O mesmo acontece com a alma humana,
onde a grandeza do espírito não se mede
pela verdade da alma;
e a essência do ouro ou da alma humana
não é a essência da verdade,
como ocorre com a Santíssima Trindade,
um só Deus, grande, verdadeiro, veraz e verdade.

Se, porém, tentarmos pensar nestas coisas,
o quanto nos é permitido e nos é concedido,
não pensemos em nenhum contato no espaço e em lugares,
como se as pessoas da Trindade fossem três corpos.
Temos que afastar de nosso espírito qualquer imagem
onde três sejam maiores do que um
e um menor do que dois,
isto é, temos que nos desfazer em nossa representação
de todo elemento corpóreo.
Deus não é o céu, nem a terra,
nem algo semelhante ao céu ou à terra,
nem algo parecido ao que vemos no céu.

Aumenta em tua imaginação milhares de vezes,
se te for possível, a luz do Sol,
em volume e em claridade resplandecente:
nem ainda isto seria Deus.

Imagina os anjos, espíritos puros,
reunidos todos em um só ser, e seu número,
milhares de milhares.
Nem sequer ainda isto seria Deus,
e mesmo ainda imaginando tais espíritos sem formas corporais,
coisa muito difícil para o pensamento carnal.

Então veja, se podes, ó alma humana,
sobrecarregada de um corpo corruptível
e esgotada com tantos e tantos pensamentos terrenos;
compreende, alma, se podes,
em que sentido Deus é verdade.
Está escrito, na carta de São João:

"Deus é luz".

Mas não creias que é esta luz
que contemplamos com os olhos,
mas aquela luz que o coração intui
quando ouve dizer:

"Deus é verdade".

Permanece, se puderes,
naquela claridade inicial deste rápido fulgor da verdade,
naquela serenidade que brilhou num primeiro instante
na tua alma quando ouviste a palavra verdade.
Se isto, porém, não te for possível,
voltarás a cair nos pensamentos terrenos
que em ti são habituais.
E qual é o peso que te arrasta,
ó alma, desde esta altura,
senão a viscosidade de teus sórdidos desejos
e os erros de tua peregrinação?"

5.

Outros exemplos de inteligência tomada neste sentido.

  • O diálogo entre Zenão e Sócrates.

  • A busca do entendimento de Deus empreendida pelo menino Tomás de Aquino.

  • A busca do jovem estudante João da Cruz pelo significado da contemplação.

  • A atitude de Santo Antão ao ouvir os sermões, em dois domingos sucessivos, sobre o jovem rico e sobre os lírios do campo.

Esta capacidade de apreensão da verdade é, na realidade, comum a todos os santos, tanto os que se dedicaram ao estudo como os que não se distinguiram por eles.
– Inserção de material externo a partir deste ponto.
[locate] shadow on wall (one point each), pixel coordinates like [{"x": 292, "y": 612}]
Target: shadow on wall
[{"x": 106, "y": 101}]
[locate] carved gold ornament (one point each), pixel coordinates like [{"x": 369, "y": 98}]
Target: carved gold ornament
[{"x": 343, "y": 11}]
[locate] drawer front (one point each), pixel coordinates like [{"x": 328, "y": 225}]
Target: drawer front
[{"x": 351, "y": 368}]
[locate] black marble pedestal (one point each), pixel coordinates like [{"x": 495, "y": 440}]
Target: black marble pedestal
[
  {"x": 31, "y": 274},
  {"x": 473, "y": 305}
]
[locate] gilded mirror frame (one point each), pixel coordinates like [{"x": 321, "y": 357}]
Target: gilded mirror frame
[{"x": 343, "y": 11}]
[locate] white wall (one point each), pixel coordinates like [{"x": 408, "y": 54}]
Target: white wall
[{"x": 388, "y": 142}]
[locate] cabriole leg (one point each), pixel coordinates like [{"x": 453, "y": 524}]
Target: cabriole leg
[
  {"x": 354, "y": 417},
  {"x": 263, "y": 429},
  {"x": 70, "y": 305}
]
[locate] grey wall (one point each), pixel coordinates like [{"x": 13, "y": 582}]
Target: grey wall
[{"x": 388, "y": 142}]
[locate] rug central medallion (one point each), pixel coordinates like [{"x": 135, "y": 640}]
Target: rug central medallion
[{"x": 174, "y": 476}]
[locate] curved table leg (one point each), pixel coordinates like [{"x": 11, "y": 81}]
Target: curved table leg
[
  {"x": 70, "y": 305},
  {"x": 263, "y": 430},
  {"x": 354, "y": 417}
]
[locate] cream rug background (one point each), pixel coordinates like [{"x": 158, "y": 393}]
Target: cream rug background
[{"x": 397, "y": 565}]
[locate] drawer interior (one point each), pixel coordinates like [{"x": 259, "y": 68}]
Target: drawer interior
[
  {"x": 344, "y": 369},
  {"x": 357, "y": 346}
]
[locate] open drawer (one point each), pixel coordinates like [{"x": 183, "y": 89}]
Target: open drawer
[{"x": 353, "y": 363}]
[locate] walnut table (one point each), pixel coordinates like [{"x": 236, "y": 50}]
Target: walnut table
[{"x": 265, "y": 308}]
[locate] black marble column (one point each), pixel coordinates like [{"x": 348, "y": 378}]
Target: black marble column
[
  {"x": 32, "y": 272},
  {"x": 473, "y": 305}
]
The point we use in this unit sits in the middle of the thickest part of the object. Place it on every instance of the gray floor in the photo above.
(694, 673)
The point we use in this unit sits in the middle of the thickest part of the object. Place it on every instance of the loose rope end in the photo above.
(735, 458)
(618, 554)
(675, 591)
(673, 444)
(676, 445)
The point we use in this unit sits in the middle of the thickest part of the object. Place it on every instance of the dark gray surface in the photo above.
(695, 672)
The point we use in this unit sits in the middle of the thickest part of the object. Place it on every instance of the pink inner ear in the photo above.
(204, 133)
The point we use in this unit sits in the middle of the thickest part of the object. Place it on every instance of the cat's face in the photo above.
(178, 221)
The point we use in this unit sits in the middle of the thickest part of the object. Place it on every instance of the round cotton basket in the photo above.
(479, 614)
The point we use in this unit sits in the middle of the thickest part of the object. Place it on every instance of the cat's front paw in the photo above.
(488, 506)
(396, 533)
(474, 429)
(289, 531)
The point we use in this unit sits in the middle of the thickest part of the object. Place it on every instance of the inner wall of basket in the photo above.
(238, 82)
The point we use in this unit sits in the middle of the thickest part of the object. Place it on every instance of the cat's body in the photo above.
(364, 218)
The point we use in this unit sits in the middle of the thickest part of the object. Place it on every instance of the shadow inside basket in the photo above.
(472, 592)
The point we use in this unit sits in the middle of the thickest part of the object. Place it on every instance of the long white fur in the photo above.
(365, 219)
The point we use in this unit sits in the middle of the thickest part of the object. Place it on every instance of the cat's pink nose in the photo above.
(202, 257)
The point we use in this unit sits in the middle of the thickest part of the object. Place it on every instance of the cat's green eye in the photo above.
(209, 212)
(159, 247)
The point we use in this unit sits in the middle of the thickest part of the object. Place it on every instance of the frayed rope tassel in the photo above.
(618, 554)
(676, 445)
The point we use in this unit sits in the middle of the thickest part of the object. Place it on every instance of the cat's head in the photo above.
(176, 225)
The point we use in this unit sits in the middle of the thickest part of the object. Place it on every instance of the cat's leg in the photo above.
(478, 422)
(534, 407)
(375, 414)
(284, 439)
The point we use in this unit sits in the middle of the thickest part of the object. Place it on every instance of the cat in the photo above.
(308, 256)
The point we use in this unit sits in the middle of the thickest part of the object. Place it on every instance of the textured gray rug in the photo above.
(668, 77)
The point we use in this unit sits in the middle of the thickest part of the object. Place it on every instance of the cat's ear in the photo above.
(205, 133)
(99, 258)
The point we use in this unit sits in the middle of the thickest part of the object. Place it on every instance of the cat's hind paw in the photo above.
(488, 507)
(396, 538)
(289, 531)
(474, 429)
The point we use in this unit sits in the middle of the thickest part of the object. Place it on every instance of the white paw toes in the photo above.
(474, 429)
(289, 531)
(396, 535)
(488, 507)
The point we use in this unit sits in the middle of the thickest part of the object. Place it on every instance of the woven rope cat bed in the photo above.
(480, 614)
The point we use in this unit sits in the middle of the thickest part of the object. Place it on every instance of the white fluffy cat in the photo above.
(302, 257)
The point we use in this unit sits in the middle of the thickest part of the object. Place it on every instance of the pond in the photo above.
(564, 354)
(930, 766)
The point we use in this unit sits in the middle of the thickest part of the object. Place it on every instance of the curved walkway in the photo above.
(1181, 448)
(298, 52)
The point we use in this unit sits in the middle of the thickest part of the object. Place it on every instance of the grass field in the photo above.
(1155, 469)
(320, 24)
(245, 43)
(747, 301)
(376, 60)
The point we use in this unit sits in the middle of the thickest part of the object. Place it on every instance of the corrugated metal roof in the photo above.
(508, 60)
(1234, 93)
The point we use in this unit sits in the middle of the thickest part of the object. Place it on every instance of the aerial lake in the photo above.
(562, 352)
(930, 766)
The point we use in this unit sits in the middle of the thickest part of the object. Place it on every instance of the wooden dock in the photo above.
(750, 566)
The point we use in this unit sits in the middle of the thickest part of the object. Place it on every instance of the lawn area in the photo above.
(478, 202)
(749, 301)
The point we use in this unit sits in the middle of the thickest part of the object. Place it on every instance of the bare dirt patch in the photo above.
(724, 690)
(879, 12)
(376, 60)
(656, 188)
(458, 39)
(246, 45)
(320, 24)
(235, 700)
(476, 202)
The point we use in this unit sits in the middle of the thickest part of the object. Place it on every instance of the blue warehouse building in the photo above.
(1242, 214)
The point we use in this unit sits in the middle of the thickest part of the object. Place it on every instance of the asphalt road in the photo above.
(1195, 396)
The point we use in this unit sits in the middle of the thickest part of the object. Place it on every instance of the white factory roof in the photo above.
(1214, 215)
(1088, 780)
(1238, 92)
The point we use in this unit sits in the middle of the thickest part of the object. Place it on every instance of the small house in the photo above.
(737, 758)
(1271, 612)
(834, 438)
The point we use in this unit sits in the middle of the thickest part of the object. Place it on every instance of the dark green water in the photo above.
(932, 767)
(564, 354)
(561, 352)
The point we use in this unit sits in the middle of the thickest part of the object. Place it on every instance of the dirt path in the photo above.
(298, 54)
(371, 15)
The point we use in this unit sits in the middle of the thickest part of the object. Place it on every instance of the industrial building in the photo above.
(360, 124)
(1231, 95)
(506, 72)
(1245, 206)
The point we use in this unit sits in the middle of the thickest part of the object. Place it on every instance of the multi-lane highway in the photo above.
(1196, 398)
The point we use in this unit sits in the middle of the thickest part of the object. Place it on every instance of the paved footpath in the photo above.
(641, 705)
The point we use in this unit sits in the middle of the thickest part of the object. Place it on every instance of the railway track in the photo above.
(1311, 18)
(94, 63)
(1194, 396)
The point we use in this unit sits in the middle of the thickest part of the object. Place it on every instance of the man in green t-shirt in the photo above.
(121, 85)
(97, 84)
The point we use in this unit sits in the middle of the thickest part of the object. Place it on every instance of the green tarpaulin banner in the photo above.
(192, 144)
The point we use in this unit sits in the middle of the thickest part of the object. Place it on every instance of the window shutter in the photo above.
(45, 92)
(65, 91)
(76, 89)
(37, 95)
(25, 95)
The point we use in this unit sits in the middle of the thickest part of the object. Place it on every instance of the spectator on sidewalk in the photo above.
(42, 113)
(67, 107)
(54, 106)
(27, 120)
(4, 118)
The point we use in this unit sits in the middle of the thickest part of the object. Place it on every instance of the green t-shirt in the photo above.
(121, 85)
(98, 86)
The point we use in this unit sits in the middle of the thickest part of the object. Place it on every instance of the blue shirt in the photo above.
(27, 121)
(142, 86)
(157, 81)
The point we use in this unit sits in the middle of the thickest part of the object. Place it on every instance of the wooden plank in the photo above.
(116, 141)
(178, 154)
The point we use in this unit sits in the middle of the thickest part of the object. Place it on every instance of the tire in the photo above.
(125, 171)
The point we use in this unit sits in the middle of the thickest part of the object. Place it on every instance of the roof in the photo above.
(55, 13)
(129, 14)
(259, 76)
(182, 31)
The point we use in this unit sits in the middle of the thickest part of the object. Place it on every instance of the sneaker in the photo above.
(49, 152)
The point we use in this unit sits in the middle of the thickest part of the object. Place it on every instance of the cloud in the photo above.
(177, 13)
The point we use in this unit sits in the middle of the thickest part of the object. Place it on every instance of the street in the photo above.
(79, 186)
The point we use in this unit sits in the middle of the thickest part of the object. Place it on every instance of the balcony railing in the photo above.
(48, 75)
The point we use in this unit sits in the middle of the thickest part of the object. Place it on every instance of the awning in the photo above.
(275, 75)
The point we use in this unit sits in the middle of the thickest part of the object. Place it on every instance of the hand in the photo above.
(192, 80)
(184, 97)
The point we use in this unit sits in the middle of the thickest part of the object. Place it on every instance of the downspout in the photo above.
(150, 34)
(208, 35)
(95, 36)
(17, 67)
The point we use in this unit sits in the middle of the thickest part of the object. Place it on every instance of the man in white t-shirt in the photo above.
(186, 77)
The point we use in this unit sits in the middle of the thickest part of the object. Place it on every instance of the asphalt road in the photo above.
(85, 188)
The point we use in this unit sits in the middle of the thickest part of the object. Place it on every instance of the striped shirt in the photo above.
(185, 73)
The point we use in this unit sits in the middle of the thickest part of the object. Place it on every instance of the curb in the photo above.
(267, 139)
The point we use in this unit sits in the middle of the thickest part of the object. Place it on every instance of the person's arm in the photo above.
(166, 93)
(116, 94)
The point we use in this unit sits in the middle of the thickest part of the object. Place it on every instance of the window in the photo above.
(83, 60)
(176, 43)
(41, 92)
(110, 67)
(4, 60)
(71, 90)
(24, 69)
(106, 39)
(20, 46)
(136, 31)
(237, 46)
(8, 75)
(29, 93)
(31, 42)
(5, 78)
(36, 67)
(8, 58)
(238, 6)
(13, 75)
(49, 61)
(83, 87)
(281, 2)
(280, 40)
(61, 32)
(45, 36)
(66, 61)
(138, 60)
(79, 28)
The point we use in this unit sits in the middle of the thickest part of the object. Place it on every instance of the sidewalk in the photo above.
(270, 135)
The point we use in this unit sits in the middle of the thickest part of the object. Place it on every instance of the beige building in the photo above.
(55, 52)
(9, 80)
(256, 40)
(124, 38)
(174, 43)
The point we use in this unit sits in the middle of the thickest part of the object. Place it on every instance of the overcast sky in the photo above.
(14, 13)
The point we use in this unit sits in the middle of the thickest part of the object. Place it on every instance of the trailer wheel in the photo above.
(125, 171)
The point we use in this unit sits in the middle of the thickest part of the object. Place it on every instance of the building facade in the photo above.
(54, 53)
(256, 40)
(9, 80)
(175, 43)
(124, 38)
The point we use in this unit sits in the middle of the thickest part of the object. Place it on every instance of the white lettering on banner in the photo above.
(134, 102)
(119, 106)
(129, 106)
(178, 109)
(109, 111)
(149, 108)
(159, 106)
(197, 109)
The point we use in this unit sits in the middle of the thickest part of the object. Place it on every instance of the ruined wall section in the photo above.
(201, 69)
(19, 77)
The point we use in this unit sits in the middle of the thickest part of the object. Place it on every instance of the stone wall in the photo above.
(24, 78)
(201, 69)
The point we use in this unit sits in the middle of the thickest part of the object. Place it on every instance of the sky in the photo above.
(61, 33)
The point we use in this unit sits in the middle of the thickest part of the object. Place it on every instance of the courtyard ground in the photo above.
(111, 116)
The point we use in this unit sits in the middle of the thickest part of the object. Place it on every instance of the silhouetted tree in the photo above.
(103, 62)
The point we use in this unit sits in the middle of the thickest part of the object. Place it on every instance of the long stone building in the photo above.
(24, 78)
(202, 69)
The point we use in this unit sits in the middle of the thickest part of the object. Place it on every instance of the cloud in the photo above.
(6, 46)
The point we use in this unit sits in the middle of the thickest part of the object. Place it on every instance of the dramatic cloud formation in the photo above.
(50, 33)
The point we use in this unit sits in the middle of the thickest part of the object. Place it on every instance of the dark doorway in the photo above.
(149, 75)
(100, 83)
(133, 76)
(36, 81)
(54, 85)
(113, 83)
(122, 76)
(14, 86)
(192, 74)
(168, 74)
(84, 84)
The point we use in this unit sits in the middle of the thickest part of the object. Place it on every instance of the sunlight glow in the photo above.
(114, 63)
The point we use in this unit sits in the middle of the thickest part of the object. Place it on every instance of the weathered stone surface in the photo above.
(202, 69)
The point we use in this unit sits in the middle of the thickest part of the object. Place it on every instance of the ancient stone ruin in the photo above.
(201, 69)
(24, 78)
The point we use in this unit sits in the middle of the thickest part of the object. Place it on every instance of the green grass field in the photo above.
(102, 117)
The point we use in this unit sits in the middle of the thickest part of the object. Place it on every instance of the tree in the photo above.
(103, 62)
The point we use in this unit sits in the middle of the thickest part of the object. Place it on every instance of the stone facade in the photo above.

A conversão dos santos, principalmente quando eles passaram a empenhar-se mais decididamente na busca da santidade, não foi nunca fruto apenas da vontade, mas é proveniente da vontade acompanhada de uma luz, sem a qual eles não perseverariam no empreendimento iniciado e facilmente se ludibriariam na decisão tomada.

O uso da inteligência, entendido neste sentido, costuma ser acompanhado de uma intervenção da graça. Lembrar que entre os sete dons do Espírito Santo enumera-se o dom de inteligência.

6.

Texto extraído de uma biografia do Cura d'Ars.

No livro "O Cura d'Ars - São João Batista Maria Vianney", de Francis Trochu, cap. 13, lemos o seguinte:

"Um sacerdote instruído, meu amigo,
contava o Padre Cirilo Faivre,
missionário de S. Cláudio,
assegurou-me que,
tendo recorrido ao P. Vianney
para resolver um caso de teologia
dos mais complicados,
não pode sair do pasmo ante a facilidade
com que o servo de Deus lhe deu a solução exata.
A chave deste enigma no-la deu o próprio Cura d'Ars
quando depois disse em seu catecismo:

'Os que são guiados pelo Espírito Santo
têm idéias exatas.
Eis porque há tantos ignorantes
que vêem mais longe do que os sábios'".

Este exemplo manifesta que este dom é comum a todas as formas de santidade, e necessário inclusive para se poder alcançá-la. A afirmação do Cura D'Ars não pareceria nada de extraordinário teria se tivesse partido de S. Tomás de Aquino, mas torna-se notável sendo citada como proveniente de alguém que passou para a história com a fama de ser o exemplo da incapacidade de estudar e de um reduzido quociente de inteligência. S. João Vianney viveu na França logo após a revolução francesa, não conseguia aprender as declinações do Latim nem reproduzir os casos das aulas de Moral por mais esforço que empregasse. Ordenado padre, apenas por consideração à incomum piedade que manifestava, foi enviado a uma aldeia minúscula do interior da França onde seus superiores pensavam que nada de errado se pudesse fazer que tivesse conseqüências muito sérias, mas mesmo assim foi proibido durante algum tempo de ouvir as confissões de seus próprios aldeões. No entanto, quando começou a pregar, a França passou a peregrinar àquela aldeia para ouvir o cura; e quando começou a confessar, muitas carruagens tiveram que ser estabelecidas regularmente para conduzir a Ars os peregrinos dos lugares mais distantes que desejavam confessar-se com ele. A afirmação do Cura, segundo o biógrafo Trochu a chave do seu enigma, de que "os que são guiados pelo Espírito Santo têm idéias exatas", na realidade, objetivamente falando, nada possui de notável. Notável seria se o Cura d'Ars tivesse declarado o contrário. Mas elas são notáveis subjetivamente, em relação a nós, por não conhecermos estas coisas e nos admirarmos que tais testemunhos sejam comuns a todos os santos.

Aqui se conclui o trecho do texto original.